Sunday, November 1, 2009

The Ladies

I yam who i yam, but would not be so yammin' if it were not for the influential women in my life.

I guess I was just going along, listening to the Supremes and the Chiffon's and others. Aretha Franklin hit the scene and blew me away. So funky, so 150% emotion. I think she woke me out of the slumber of the sweet and nicely packaged music. Another great was Carla Thomas. I love her voice. I was kind of afraid of Nina Simone, did not appreciate her until later on- she is one of the great greats.

Joan Baez, Dusty Springfield, Marianne Faithful gave me a taste of another world- where women were talented, forthright, fragile and kind. They weren't afraid to sing it out for everyone to know.

On the teen scene sprang Janis Ian singing " I learned the truth at 17" and it was so cold, so real. She was our Alanis Morrisette. Carlie Simon was also real- real, but more sophisticated and cool. Carole King was inspiring. Her music was very accessible and made me think I could write songs like she did.
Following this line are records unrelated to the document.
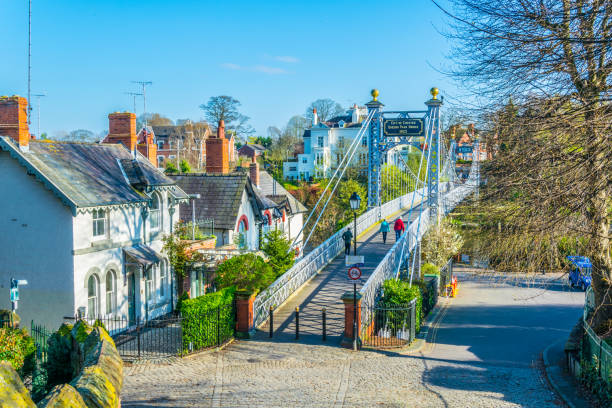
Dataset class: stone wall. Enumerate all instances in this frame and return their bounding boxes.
[0,322,123,408]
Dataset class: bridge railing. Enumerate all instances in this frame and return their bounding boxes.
[253,189,426,327]
[359,185,475,333]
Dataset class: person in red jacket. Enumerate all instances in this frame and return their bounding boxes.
[393,217,406,241]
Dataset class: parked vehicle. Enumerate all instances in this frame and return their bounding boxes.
[567,255,593,291]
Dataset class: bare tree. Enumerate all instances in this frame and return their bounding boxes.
[304,98,344,123]
[200,95,255,139]
[432,0,612,333]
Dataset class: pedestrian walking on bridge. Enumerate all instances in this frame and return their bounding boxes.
[342,228,353,255]
[380,218,390,244]
[393,217,406,241]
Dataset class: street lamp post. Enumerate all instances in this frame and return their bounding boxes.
[189,194,200,241]
[349,192,361,255]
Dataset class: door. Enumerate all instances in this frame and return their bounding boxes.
[128,272,136,326]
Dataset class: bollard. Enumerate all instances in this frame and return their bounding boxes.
[295,306,300,340]
[322,308,327,341]
[270,306,274,338]
[136,316,140,358]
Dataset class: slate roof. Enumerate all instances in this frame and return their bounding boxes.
[259,171,308,214]
[171,173,256,230]
[0,136,186,214]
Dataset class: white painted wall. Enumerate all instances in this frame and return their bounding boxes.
[0,151,74,328]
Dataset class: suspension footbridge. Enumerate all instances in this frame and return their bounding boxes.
[246,88,479,343]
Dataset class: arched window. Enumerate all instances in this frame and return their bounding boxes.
[149,194,161,230]
[106,270,117,315]
[159,260,168,298]
[87,275,99,319]
[145,266,155,302]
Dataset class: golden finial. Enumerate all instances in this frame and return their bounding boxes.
[370,89,378,101]
[429,86,440,99]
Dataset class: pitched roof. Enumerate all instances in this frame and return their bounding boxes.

I think the greatest influences came from Grace Slick, Jonie Mitchell (in a class by herself), Linda Ronstadt and Janis Joplin. I could listen to their songs over and over, sing along, and FEEL along with them. They were women- gutsy, outstanding, no holds barred, and I was paying attention. I started listening to Bonnie Raitt much later, only discovering Sweet Forgiveness in 1975. And when I saw Donna Godchaux singing with the Dead, I thought she was a Goddess!

My inspiration to play guitar came from Joan Armitrading. I will never forget listening to her first album. Somehow around 1975 I decided that I wanted to learn the bass.

Remember that at this time there were no role models. These were the originals, and I looked at them and took them in for what they were. There was no cynicism at the time as far as music went. I am grateful for that.

So looking back at 1972 now I feel much better about it all. It was not such a bad time after all. I was impressionable, open minded, directionless, but kind of grounded in a funny way. I attribute my sanity to music and the musicians that played for me.